The Irony of Orchestration: High on One's Own Supply
There is a documented irony in Anthropic’s failure. The company is a leading proponent of using AI to accelerate software development, yet the speed of their own deployment pipeline outpaced their human-led safety checks. This incident highlights the "AI Safety Paradox": a company can spend millions of dollars training a model to be ethically sound, but that model's safety is irrelevant if the humans deploying it forget to delete a .map file. It is a reminder that the most sophisticated AI systems are still anchored to human error.
The leak revealed that the most valuable IP in the agent era isn't just the model—it's the logic that connects the model to the world. The 1,906 exposed files detailed how Claude handles errors and how it "decides" when a task is complete. This is the orchestrator, and it is the layer where the most significant innovations are currently occurring. By exposing this, Anthropic has effectively open-sourced its secret sauce to both competitors and threat actors alike.
The orchestrator logic is essentially the "personality" of the agent. It dictates how helpful, aggressive, or cautious the agent will be when interacting with a user's system. By leaking this, Anthropic has allowed others to clone their specific brand of agentic behavior without having to do the hard work of prompt engineering. This could lead to a wave of "Anthropic-flavored" agents that lack the company's official safety guardrails, further complicating the security landscape Zscaler.
Verdict: The Canary in the AI Coal Mine
The evidence presented in the aftermath of the Claude Code leak supports the thesis that the AI gold rush has compromised the security baseline of the developer community. The correlation between the leak and the 84,000-star surge in malicious mirrors proves that the perceived value of early access to AI agents is high enough to make even security-conscious developers ignore the risks of infostealer malware like Vidar. The lure of "unlocking" a state-of-the-art tool is a more powerful social engineering tool than any traditional phishing email.
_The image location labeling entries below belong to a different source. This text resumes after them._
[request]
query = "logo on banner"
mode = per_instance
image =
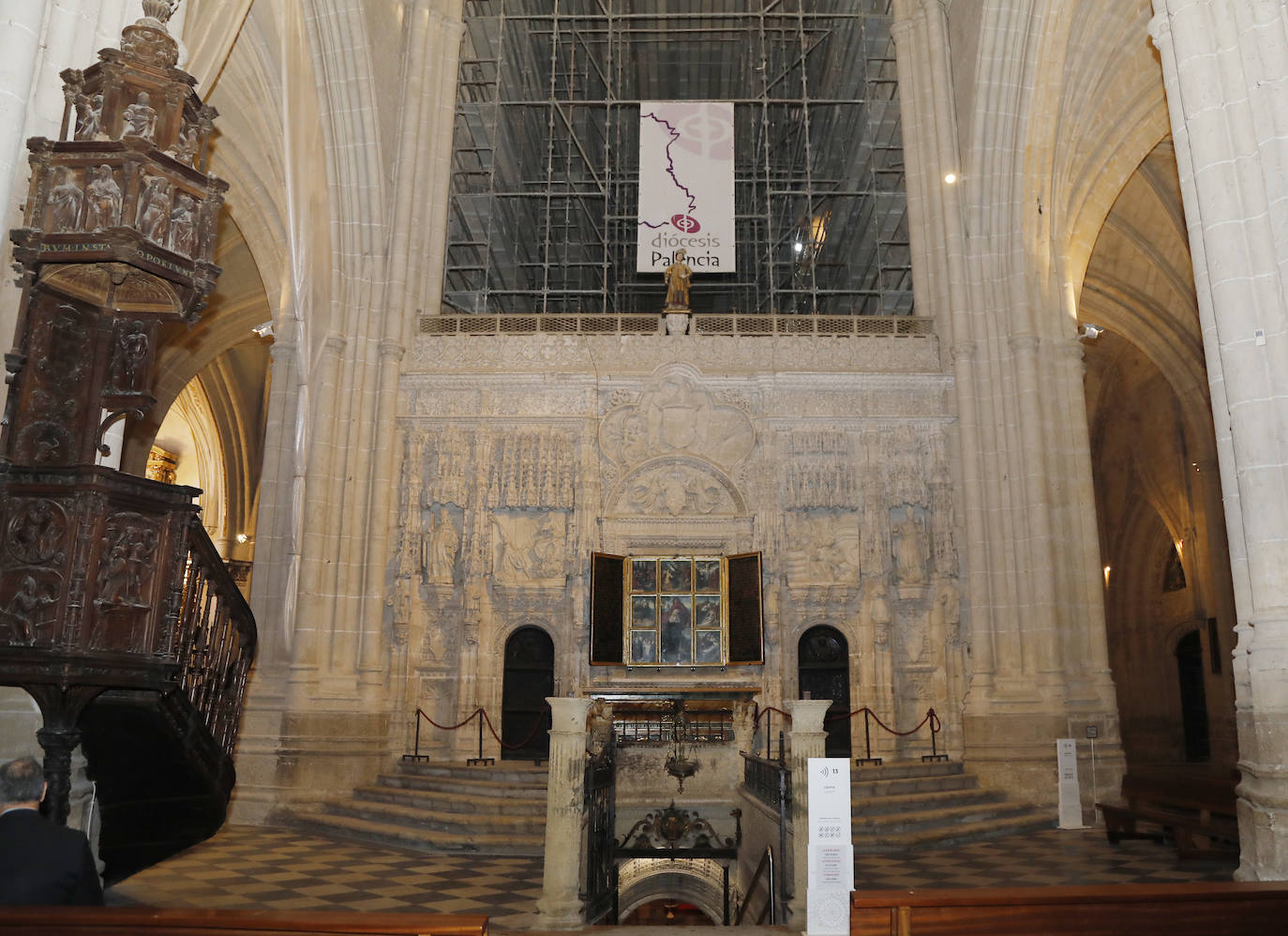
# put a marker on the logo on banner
(685, 189)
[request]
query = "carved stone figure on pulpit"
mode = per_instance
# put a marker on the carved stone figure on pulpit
(183, 226)
(131, 348)
(65, 203)
(186, 146)
(154, 216)
(104, 200)
(141, 119)
(89, 115)
(679, 275)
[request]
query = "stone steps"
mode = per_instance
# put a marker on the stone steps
(906, 806)
(493, 809)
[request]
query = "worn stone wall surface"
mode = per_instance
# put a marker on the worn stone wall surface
(522, 455)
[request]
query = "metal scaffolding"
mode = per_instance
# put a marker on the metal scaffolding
(545, 157)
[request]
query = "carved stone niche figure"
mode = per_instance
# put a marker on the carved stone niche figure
(678, 279)
(141, 119)
(186, 146)
(183, 224)
(127, 357)
(440, 548)
(65, 203)
(89, 116)
(154, 216)
(104, 200)
(911, 550)
(878, 612)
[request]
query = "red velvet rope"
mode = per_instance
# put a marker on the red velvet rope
(767, 711)
(930, 717)
(488, 722)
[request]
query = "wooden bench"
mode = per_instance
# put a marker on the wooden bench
(1208, 908)
(127, 921)
(1195, 812)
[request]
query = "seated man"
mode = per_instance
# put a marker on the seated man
(40, 861)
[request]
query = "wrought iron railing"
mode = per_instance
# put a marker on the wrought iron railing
(660, 727)
(701, 324)
(769, 911)
(216, 639)
(771, 781)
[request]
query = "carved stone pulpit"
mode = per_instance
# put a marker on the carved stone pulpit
(117, 237)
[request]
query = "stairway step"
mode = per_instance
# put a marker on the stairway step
(434, 818)
(864, 789)
(1029, 820)
(946, 818)
(898, 770)
(906, 802)
(413, 837)
(461, 804)
(479, 785)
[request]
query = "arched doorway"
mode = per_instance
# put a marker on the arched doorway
(823, 668)
(1189, 670)
(530, 677)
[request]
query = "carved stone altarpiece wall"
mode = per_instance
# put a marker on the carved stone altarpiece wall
(512, 478)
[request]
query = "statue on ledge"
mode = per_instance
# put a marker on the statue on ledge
(678, 279)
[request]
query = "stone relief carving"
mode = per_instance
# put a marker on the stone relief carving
(911, 553)
(65, 203)
(876, 611)
(946, 614)
(447, 465)
(675, 489)
(677, 416)
(141, 119)
(129, 354)
(942, 522)
(440, 547)
(822, 547)
(104, 200)
(154, 217)
(89, 116)
(125, 568)
(37, 532)
(530, 547)
(27, 608)
(183, 224)
(533, 470)
(819, 472)
(187, 144)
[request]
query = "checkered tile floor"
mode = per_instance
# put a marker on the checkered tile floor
(279, 869)
(1053, 856)
(254, 868)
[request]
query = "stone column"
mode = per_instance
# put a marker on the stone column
(560, 907)
(1225, 69)
(808, 739)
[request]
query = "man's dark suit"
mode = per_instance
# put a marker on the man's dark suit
(43, 863)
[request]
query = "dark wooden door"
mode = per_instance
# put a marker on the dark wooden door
(530, 677)
(1189, 664)
(825, 673)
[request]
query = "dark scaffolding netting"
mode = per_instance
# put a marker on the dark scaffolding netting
(545, 158)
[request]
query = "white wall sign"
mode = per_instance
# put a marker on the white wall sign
(685, 186)
(831, 850)
(1071, 797)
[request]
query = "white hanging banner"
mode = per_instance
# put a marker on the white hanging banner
(685, 186)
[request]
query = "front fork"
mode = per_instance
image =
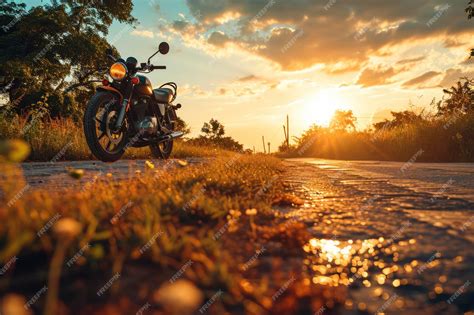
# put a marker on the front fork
(124, 107)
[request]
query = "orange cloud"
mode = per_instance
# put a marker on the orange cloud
(421, 79)
(377, 76)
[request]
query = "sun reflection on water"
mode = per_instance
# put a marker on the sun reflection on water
(335, 262)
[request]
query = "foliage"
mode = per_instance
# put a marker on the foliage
(343, 121)
(213, 135)
(460, 98)
(44, 46)
(213, 129)
(470, 15)
(399, 119)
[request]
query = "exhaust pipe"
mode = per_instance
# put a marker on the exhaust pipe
(173, 135)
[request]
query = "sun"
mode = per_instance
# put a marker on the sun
(320, 107)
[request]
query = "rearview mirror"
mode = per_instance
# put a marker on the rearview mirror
(164, 48)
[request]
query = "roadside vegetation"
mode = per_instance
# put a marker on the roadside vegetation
(168, 240)
(63, 139)
(445, 134)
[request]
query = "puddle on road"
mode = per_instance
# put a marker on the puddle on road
(377, 272)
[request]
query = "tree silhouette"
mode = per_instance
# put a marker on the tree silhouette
(213, 129)
(460, 98)
(343, 121)
(46, 48)
(470, 15)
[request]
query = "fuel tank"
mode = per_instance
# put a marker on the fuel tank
(144, 87)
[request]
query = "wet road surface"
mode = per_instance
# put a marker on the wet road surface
(398, 236)
(55, 176)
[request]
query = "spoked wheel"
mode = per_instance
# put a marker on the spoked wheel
(163, 150)
(106, 143)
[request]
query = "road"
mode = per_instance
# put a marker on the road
(398, 236)
(55, 176)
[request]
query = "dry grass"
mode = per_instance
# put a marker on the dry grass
(185, 214)
(449, 139)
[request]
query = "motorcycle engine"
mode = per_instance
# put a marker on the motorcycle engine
(145, 124)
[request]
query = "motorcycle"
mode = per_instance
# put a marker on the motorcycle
(127, 112)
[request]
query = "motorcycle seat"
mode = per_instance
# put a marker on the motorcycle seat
(163, 95)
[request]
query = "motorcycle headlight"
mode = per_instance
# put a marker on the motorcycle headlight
(118, 71)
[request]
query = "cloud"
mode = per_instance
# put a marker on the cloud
(410, 60)
(349, 31)
(421, 79)
(451, 42)
(453, 75)
(218, 39)
(250, 77)
(143, 33)
(377, 76)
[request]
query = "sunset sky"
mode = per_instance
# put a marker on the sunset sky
(248, 63)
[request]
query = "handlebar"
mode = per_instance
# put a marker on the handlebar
(152, 67)
(148, 68)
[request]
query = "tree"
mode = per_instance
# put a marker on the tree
(460, 98)
(470, 15)
(213, 135)
(213, 129)
(399, 119)
(47, 48)
(343, 121)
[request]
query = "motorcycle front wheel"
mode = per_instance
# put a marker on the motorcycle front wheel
(105, 143)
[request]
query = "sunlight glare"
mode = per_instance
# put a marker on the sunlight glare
(320, 107)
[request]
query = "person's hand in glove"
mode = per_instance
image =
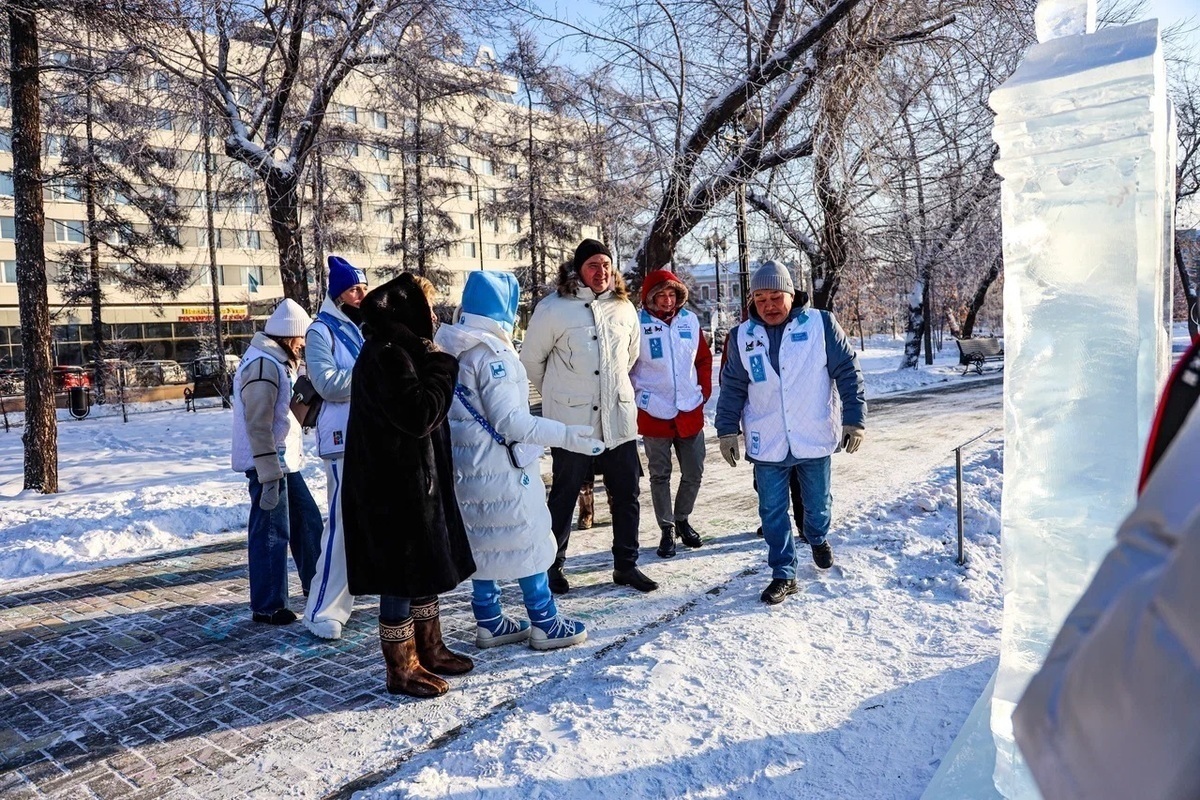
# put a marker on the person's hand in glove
(580, 439)
(852, 437)
(730, 447)
(270, 474)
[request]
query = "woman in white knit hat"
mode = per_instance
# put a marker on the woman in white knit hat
(267, 446)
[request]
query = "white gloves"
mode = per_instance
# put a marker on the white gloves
(579, 439)
(730, 447)
(269, 475)
(852, 437)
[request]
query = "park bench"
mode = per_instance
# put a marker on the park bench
(975, 353)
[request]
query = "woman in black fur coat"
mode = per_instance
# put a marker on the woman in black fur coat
(405, 539)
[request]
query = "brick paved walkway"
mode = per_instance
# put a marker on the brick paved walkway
(149, 679)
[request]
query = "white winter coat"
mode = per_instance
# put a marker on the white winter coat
(503, 507)
(330, 365)
(579, 350)
(1115, 710)
(263, 423)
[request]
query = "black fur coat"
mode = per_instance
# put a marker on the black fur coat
(403, 533)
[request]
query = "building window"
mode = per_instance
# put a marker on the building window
(346, 113)
(63, 191)
(69, 232)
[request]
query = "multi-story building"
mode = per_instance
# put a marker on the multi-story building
(246, 259)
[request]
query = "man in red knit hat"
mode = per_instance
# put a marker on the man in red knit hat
(672, 380)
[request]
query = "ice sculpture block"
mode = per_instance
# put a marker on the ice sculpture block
(1086, 152)
(1087, 155)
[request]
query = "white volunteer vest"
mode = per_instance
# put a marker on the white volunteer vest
(793, 410)
(333, 417)
(665, 373)
(287, 431)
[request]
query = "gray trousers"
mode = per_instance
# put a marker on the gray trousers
(690, 452)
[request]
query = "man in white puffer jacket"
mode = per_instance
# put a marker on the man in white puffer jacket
(581, 344)
(331, 347)
(497, 482)
(1115, 710)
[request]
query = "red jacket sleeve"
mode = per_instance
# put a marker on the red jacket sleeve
(705, 368)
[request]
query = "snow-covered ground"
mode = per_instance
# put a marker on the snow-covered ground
(162, 481)
(855, 687)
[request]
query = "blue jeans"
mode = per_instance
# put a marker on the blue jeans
(773, 501)
(294, 523)
(485, 599)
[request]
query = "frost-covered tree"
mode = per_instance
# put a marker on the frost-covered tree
(105, 113)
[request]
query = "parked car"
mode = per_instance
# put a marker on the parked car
(157, 373)
(12, 383)
(207, 377)
(70, 377)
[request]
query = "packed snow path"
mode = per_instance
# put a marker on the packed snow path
(149, 679)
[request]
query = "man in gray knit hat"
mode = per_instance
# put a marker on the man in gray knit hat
(778, 390)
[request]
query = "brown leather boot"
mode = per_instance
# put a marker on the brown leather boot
(406, 675)
(431, 649)
(587, 506)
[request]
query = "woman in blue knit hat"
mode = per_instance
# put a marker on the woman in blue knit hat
(331, 347)
(497, 445)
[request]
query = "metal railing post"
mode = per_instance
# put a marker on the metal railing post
(958, 486)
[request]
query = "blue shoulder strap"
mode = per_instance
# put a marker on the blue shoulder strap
(352, 343)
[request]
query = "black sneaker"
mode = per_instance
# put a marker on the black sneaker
(282, 617)
(666, 545)
(778, 590)
(822, 555)
(635, 578)
(688, 534)
(558, 583)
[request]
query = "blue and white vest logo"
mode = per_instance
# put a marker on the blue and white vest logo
(757, 372)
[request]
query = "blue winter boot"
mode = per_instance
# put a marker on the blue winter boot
(492, 626)
(550, 629)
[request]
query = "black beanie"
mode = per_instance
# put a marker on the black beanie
(587, 248)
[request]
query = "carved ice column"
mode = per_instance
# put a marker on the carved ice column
(1086, 151)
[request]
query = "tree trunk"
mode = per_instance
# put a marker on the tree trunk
(223, 379)
(981, 294)
(927, 316)
(419, 181)
(41, 437)
(1189, 292)
(97, 322)
(282, 202)
(916, 326)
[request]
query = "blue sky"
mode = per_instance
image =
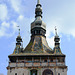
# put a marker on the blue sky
(60, 13)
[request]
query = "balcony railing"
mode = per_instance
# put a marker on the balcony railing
(35, 64)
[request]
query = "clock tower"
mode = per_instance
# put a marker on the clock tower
(37, 58)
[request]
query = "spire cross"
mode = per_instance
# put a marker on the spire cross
(19, 29)
(55, 30)
(38, 1)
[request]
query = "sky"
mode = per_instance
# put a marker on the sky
(59, 13)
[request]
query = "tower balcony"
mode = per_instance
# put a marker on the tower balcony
(35, 64)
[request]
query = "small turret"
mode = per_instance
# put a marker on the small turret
(19, 44)
(57, 49)
(38, 27)
(19, 39)
(56, 39)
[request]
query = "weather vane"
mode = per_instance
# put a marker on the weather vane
(55, 30)
(19, 29)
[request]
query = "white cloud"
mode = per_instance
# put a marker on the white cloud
(18, 6)
(50, 41)
(1, 74)
(3, 11)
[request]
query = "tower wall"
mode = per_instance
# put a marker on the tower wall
(26, 71)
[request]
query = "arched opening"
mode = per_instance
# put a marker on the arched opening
(47, 72)
(33, 72)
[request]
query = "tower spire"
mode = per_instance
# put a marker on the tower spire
(19, 29)
(55, 30)
(38, 10)
(38, 1)
(56, 39)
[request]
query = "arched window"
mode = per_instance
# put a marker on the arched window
(33, 72)
(47, 72)
(15, 73)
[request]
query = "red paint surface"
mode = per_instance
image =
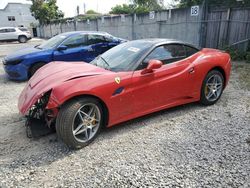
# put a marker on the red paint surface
(168, 86)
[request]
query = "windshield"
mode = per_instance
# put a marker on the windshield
(53, 42)
(122, 57)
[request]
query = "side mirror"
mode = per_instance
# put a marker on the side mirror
(61, 48)
(152, 64)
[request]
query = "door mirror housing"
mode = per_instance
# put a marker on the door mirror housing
(61, 48)
(152, 65)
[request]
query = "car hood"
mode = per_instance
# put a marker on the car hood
(23, 52)
(52, 75)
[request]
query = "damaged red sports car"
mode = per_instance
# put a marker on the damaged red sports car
(130, 80)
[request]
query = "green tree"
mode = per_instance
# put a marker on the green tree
(91, 12)
(188, 3)
(136, 6)
(45, 10)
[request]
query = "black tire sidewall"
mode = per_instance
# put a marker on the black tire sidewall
(66, 117)
(203, 99)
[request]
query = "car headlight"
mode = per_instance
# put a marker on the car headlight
(14, 62)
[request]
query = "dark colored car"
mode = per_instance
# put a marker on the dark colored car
(130, 80)
(71, 46)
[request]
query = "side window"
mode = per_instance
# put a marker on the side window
(167, 53)
(190, 50)
(94, 39)
(75, 41)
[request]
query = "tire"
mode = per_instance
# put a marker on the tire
(22, 39)
(70, 117)
(34, 68)
(212, 90)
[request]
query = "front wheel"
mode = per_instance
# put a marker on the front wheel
(22, 39)
(212, 88)
(79, 122)
(35, 68)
This incident is the canary in the coal mine for the agentic era. It demonstrates that as long as AI tools provide a perceived competitive advantage, they will remain the most efficient social engineering lures available to threat actors. Anthropic's "packaging error" was not just a technical mistake; it was a revelation of the fragility of the entire AI supply chain. Human error at the deployment stage remains the most efficient way to "jailbreak" an AI company's security posture.
As we move deeper into an era of autonomous agents, the industry must acknowledge that the orchestrator is the new security boundary. The clinical post-mortem of version 2.1.88 suggests that while the AI might be getting smarter, the humans are still making the same 60MB mistakes. The industry's obsession with model weights has blinded it to the more mundane, but equally dangerous, vulnerabilities in the code that wraps them. Until supply chain security is taken as seriously as model alignment, the AI gold rush will continue to be a gold mine for malware authors.